Geography is one of the most important things in making an action movie, yet it is one of the most egregiously abused things in most big Hollywood action films. Last week, I ran a series of links out to all sorts of conversations about modern action cinema, and in those various conversations, there many conflicting theories about what works in modern action cinema advanced by the various writers and filmmakers involved.
Action geography has been on my mind for the last few weeks anyway thanks to the screening of “Sleepless Night” that I attended as part of the Toronto Midnight Madness program. I walked in knowing nothing about the film, and walked out wondering how Frederic Jardin has gone totally unnoticed so far as a filmmaker. Together with his co-writer Nicolas Saada, he’s crafted a wickedly smart thriller that erupts into flurries of action in scenes that feel real, not like heightened Hollywood hooey. It’s a smart premise in the first place, but then the film is broken into two long movements, one which teaches you every inch of this giant Paris nightclub, and then one where our knowledge of that location pays off in one thrilling scene after another.

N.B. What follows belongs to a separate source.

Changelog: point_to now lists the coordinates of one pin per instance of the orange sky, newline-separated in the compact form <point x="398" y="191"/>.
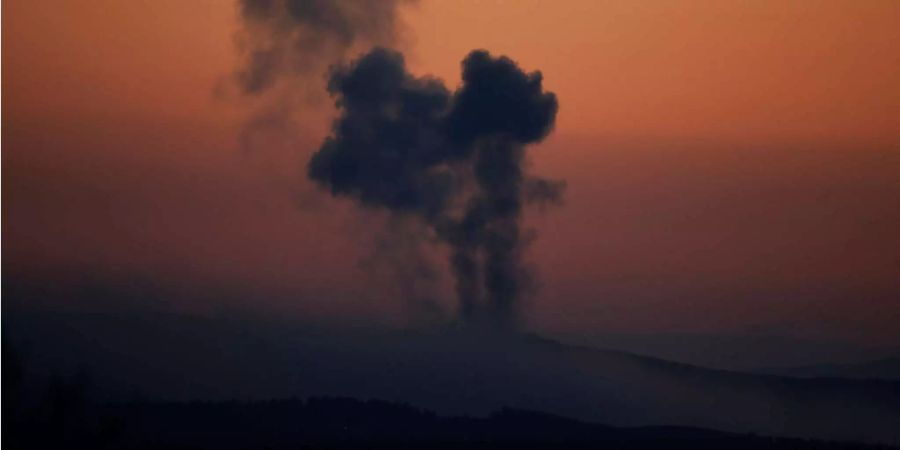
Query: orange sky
<point x="741" y="158"/>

Tomer Sisley stars as Vincent, a dirty cop who has a great plan. He and his buddy are going to hijack a cocaine shipment and make a big score of their own. Problem is, they screw up the hijack in the opening scene of the film, and although they end up with the drugs, word gets back to Marciano (Serge Riaboukine), the gangster whose stuff they stole, and before Vincent has time to catch his breath, he gets a phone call. Marciano has Vincent’s son. And if Vincent wants him back, he needs to bring the cocaine to the nightclub that Marciano owns. Throw in two internal affairs officers, a rival gang of drug traffickers, and it turns into a fairly breathless ride that unfolds over one long evening.

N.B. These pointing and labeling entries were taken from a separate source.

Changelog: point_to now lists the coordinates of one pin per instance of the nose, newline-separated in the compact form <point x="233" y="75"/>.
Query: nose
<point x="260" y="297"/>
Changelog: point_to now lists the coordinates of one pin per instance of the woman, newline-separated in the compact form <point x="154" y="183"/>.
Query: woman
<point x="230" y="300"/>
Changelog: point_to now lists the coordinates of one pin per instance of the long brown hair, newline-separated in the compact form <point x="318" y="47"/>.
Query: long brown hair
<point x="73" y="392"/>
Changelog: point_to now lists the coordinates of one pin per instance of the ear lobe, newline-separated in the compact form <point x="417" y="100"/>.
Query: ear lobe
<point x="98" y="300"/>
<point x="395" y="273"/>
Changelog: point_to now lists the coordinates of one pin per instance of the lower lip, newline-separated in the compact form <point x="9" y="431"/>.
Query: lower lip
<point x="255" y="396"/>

Sisley and his relationship with his son is the heart of the film, and even before gangsters show up and threaten his life, his son already sees Vincent as a failure, a disinterested father who only spends time with him out of obligation. When Vincent realizes he could lose the boy permanently, he realizes just what that would mean to him, and he throws everything he has into saving the boy. It’s great work, and Sisley makes a credible action hero because I buy the stakes. He has to pull this off, this complicated juggling act, and somehow survive in a building where almost everyone wants him dead, and he has to try to find a way to do all this and still walk away with some sort of real life to return to.

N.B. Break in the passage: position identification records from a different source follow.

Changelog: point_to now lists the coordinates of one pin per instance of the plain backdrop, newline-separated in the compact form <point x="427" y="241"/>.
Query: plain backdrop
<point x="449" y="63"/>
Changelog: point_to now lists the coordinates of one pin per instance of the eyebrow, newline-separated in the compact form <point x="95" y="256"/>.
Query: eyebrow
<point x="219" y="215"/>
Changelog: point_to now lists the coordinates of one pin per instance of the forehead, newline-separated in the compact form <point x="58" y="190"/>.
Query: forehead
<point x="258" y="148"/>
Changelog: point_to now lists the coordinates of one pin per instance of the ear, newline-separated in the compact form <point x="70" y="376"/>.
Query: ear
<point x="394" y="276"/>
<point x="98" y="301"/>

How it’s shot is the other half of why the film delivers on its promise. I shouldn’t be too surprised, since Tom Stern was the cinematographer. He’s one of Eastwood’s favorite shooters, and he’s done really good work for a lot of filmmakers over the years. He just wrapped up production on “The Hunger Games,” for example, so he’s a big Hollywood guy. Somehow, he also ended up shooting “Sleepless Night,” and it’s a real master’s class in action shooting. There’s a wonderful scene early on where Vincent uses a dance floor full of young Parisians dancing to “Another One Bites The Dust” that is one of the year’s great pure visual moments.
The film gets a little absurd right at the end, and it wears on a few beats past a natural conclusion, but it’s a strong movie overall, and I think audiences here should get a chance to see the original before the inevitable sequel is released.